Patients regrow muscles from pig bladder tissue
Scientists have, for the first time ever, been able to successfully regenerate damaged leg muscles through a new stem cell technique that uses material from pig bladder tissue.
Researchers at the University of Pittsburgh School of Medicine and the McGowan Institute for Regenerative Health tested out the procedure on five men.
The research was sponsored by the US Department of Defense.
The procedure involves surgically implanting a "quilt" of sheets of the cells from connective tissue of a pig's bladder.

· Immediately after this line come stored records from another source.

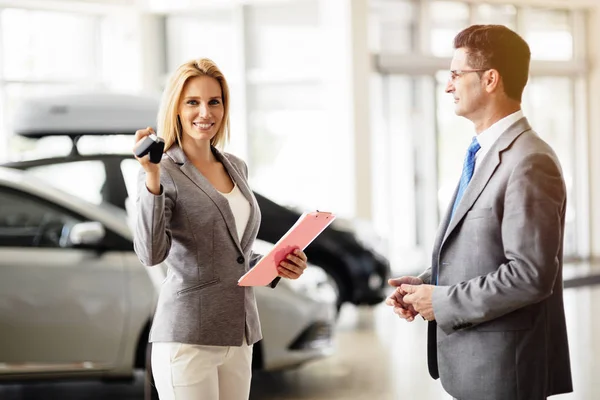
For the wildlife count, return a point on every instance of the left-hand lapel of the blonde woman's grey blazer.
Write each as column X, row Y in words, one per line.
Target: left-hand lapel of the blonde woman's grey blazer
column 189, row 170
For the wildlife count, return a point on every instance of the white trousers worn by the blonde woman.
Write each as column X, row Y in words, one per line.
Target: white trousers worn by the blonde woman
column 191, row 372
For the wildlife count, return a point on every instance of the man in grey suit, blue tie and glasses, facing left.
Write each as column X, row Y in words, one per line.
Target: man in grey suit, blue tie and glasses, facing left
column 493, row 295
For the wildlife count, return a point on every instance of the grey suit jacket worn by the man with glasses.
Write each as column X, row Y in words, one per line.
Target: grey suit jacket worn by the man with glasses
column 500, row 331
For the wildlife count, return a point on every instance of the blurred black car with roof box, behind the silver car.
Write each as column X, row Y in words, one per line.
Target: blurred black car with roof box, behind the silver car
column 347, row 251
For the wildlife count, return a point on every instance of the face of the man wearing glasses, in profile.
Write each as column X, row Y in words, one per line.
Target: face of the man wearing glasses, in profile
column 465, row 85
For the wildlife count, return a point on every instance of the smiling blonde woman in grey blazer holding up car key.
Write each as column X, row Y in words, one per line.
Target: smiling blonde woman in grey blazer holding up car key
column 197, row 213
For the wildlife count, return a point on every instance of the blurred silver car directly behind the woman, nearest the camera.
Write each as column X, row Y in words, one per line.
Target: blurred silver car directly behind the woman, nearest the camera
column 75, row 301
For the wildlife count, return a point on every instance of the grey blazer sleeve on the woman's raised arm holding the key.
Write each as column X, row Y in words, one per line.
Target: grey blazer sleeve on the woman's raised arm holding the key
column 152, row 238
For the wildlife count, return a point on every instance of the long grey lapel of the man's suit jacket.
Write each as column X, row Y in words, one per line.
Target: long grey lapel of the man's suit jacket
column 484, row 173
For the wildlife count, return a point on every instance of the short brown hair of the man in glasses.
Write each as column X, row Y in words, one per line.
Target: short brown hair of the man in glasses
column 497, row 47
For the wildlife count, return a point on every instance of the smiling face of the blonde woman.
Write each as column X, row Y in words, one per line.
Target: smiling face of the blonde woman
column 201, row 108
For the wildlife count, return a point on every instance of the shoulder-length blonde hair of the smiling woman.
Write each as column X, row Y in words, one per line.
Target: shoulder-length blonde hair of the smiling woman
column 168, row 124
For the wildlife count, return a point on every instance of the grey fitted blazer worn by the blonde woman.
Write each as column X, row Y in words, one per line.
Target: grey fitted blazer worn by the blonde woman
column 191, row 227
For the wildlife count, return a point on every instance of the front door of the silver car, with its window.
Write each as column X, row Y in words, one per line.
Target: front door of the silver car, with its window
column 62, row 308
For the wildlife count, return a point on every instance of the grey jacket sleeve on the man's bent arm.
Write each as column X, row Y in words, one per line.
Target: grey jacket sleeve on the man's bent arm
column 532, row 225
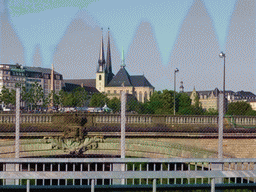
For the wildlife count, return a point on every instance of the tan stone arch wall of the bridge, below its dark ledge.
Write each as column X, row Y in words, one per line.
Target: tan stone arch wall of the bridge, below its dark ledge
column 153, row 147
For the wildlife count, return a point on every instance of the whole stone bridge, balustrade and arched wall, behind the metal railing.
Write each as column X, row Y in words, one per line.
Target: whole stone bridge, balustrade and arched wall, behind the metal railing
column 147, row 135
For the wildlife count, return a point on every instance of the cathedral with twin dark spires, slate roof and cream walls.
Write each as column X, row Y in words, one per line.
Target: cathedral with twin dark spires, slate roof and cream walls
column 112, row 85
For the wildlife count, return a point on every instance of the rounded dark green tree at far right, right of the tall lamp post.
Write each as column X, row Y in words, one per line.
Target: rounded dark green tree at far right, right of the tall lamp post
column 239, row 108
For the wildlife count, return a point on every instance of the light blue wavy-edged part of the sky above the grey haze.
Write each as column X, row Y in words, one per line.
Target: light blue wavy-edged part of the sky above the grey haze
column 45, row 22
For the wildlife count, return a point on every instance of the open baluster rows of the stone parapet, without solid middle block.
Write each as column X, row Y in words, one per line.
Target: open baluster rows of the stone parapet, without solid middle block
column 136, row 119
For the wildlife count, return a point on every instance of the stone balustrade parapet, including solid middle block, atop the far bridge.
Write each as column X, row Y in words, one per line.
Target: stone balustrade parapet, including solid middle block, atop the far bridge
column 135, row 119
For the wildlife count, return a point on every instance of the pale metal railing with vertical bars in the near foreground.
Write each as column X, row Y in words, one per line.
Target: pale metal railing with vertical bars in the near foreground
column 129, row 171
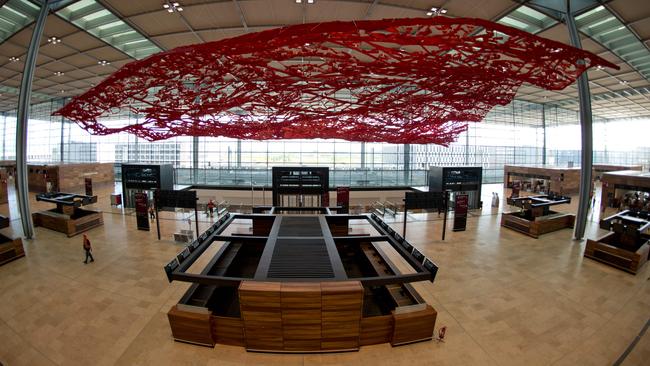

The process causes the body to regenerate stem cells at the injury site, which repairs scar tissue and helps the person to regain muscle strength and movement.
"We can take the type of injury that normally would form nothing other than scar tissue and form a brand new skeletal muscle that's functional, that contracts," Dr. Steve Badylak at the University of Pittsburgh's department of surgery, told CBS News.
Over time the transplanted tissue melds with the patient's real muscle tissue, Badylak said.
Pig bladder cells have been used for years to repair damaged and missing tissue of patients.
In the past, doctors have employed the technique to fix hernias and treat skin ulcers. Last year, a surgeon in Delray Beach, Fla., grew a man's missing finger using the material.
The research is published in Science Translational Medicine.